Something weird is happening with airline pricing
I'm researching some flight options for my upcoming trip and I've been noticing some discrepancies in pricing for the same flight.
A multi-city priced cheaper than a one-way
I'm looking to travel LAS-SFO on American Airlines, with a layover in LAX. While the 6PM departure is only $219, the 10AM departure is at a much higher $388. While I know I can always book the later flight and standby for the earlier, I'd much rather have confirmed tickets in hand ready to go.

So I did a little experimenting. I tried different city pairs, different VPN locations, but nothing booked as a one-way would come up to a cheaper price. However, I found that if I pieced together both flights as a multi-city itinerary, I could get the price down to $219. That's right - same flights, same day, same order, but $169 cheaper by changing how it's booked...

Now this makes absolutely no sense to me. Why on earth would the exact same flights price completely differently? Was it because the individual flights were much cheaper, and AA simply didn't want anyone booking that connection?
Well, no. The individual flights were MUCH more expensive. Just LAS-LAX alone was about $250, then LAX-SFO was about an extra $150.
It would make sense if the converse were true. If the multi-city flight was more expensive because it sums A+B, that would make sense. But here the A+B price was less than booking together.
And my flight from LAS-SFO wasn't the only example I found! I spent an hour digging and found plenty more examples.
Sidebar - skiplagging (the opposite of what's happening)
Many of you probably already know about "skiplagging" - where a traveller might book an onward ticket and getting off at their connecting airport, simply because it's cheaper. This makes sense due to the laws of supply and demand.

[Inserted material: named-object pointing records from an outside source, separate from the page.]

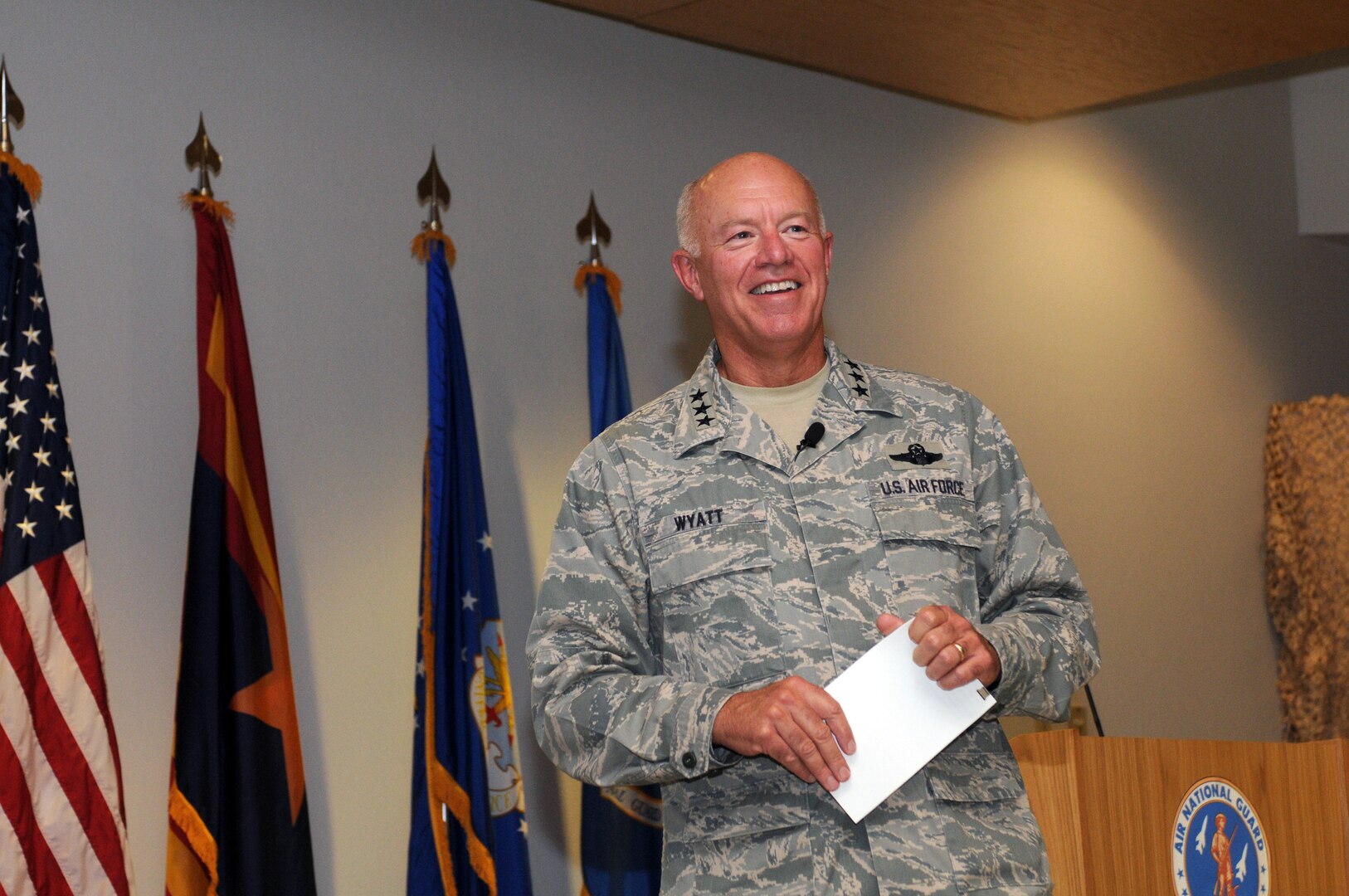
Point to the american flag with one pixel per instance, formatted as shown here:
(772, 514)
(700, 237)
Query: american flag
(62, 826)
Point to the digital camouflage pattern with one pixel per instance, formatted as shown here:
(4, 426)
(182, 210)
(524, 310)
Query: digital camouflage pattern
(698, 555)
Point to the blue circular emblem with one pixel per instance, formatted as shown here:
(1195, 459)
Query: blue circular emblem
(1219, 845)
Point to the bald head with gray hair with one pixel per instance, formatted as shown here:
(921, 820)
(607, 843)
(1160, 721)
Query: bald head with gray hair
(685, 227)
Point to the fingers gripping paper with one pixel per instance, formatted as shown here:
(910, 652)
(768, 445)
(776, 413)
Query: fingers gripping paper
(900, 719)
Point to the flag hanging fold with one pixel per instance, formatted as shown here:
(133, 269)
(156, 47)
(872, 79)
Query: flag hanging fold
(237, 814)
(62, 816)
(621, 826)
(469, 834)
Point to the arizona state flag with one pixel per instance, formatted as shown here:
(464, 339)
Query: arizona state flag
(467, 803)
(237, 818)
(621, 826)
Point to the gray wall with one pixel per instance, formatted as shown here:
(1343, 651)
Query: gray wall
(1125, 288)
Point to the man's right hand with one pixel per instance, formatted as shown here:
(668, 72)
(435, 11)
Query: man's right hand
(795, 723)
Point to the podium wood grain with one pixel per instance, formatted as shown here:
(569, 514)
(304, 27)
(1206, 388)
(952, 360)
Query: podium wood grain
(1108, 809)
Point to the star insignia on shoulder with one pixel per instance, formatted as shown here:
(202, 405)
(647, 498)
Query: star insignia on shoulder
(702, 411)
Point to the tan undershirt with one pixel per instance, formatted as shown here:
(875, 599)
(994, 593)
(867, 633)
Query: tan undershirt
(786, 409)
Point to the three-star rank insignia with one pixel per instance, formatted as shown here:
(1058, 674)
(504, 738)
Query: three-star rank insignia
(702, 411)
(860, 381)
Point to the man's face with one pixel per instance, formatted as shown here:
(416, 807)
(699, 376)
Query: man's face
(762, 265)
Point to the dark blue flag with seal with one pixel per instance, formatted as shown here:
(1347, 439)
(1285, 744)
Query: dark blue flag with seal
(469, 834)
(621, 826)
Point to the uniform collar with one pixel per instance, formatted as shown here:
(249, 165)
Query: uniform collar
(709, 411)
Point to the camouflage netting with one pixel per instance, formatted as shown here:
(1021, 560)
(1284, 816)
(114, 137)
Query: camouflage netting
(1308, 562)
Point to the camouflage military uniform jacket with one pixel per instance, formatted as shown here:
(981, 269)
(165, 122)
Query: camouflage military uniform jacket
(696, 555)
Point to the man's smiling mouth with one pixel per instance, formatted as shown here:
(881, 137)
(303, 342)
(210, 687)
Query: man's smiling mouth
(777, 286)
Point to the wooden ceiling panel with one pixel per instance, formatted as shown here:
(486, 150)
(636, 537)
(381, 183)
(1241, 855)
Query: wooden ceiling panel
(1017, 58)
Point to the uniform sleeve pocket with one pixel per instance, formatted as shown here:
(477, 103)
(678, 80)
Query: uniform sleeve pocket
(710, 542)
(922, 519)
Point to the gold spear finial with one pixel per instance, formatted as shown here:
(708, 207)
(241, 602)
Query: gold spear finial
(10, 108)
(594, 231)
(202, 155)
(432, 189)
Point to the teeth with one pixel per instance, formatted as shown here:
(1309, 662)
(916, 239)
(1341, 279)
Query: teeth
(775, 288)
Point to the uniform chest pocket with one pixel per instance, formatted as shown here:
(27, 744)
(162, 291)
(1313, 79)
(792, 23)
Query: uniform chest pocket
(931, 544)
(713, 611)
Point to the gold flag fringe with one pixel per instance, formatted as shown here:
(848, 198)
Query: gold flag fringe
(421, 246)
(611, 282)
(217, 209)
(27, 174)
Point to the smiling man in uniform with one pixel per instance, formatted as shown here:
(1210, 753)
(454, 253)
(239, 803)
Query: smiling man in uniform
(732, 547)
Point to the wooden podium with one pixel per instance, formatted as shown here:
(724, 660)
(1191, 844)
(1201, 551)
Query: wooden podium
(1109, 810)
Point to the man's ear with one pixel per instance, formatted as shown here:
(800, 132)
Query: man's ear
(685, 269)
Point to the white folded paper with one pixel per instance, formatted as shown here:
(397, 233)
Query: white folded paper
(900, 719)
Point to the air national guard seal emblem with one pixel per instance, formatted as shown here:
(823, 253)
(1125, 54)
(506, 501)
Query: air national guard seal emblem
(1219, 845)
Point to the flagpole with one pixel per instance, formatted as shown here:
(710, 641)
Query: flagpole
(10, 108)
(621, 826)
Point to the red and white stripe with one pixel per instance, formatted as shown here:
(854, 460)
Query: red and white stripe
(62, 825)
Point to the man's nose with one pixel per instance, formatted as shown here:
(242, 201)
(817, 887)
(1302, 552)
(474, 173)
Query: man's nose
(773, 250)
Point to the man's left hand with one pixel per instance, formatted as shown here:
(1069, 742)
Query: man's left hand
(937, 631)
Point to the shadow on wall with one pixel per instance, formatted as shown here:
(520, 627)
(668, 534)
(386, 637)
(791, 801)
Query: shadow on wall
(695, 331)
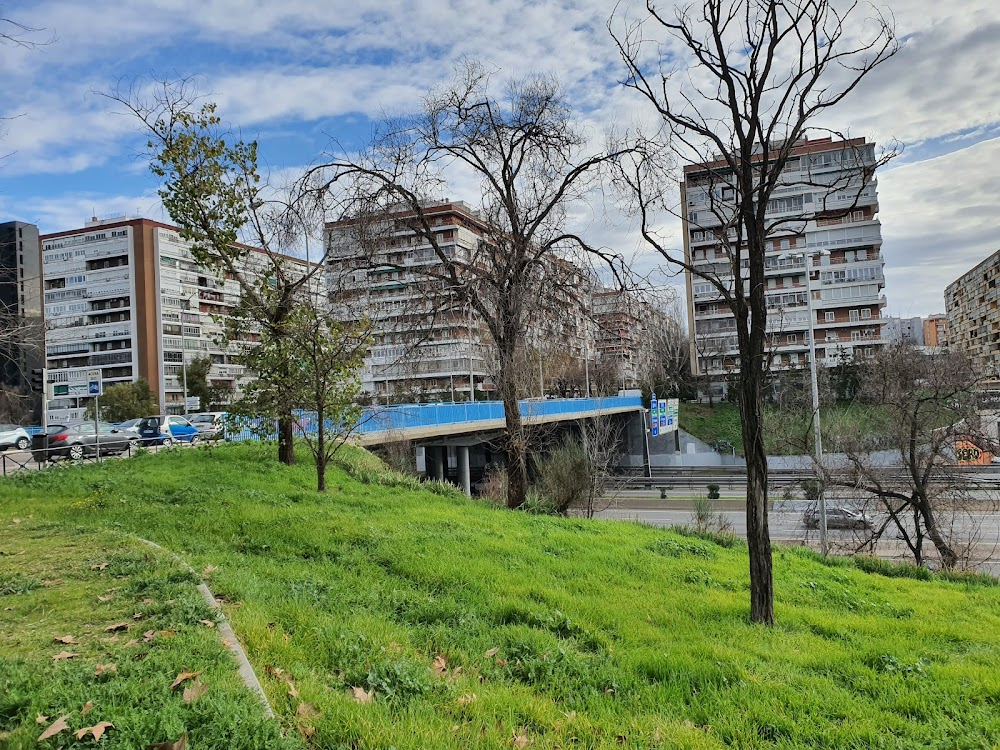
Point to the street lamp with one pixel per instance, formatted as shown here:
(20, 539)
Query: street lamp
(817, 427)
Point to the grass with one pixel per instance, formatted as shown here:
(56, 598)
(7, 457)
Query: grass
(787, 432)
(77, 582)
(474, 627)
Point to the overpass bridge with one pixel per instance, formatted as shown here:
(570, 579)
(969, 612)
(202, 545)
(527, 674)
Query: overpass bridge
(387, 424)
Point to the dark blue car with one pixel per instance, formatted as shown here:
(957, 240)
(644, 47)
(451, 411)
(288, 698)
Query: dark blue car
(166, 430)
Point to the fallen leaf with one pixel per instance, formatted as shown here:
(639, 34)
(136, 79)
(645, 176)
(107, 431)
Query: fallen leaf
(182, 677)
(57, 726)
(440, 665)
(179, 745)
(193, 693)
(361, 695)
(97, 730)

Say for example American knows a passenger flying PHX-DFW has few good options, but PHX-SDF is more competitive. They would price PHX-DFW at $400 and PHX-DFW-SDF at $300. A passenger who "skiplags" buys the cheaper ticket and just doesn't travel the second leg. Airlines prohibit this practice, but it makes sense why this phenomenon happens.
But whatever on earth is happening with the multi-city debacle? I honestly have no idea.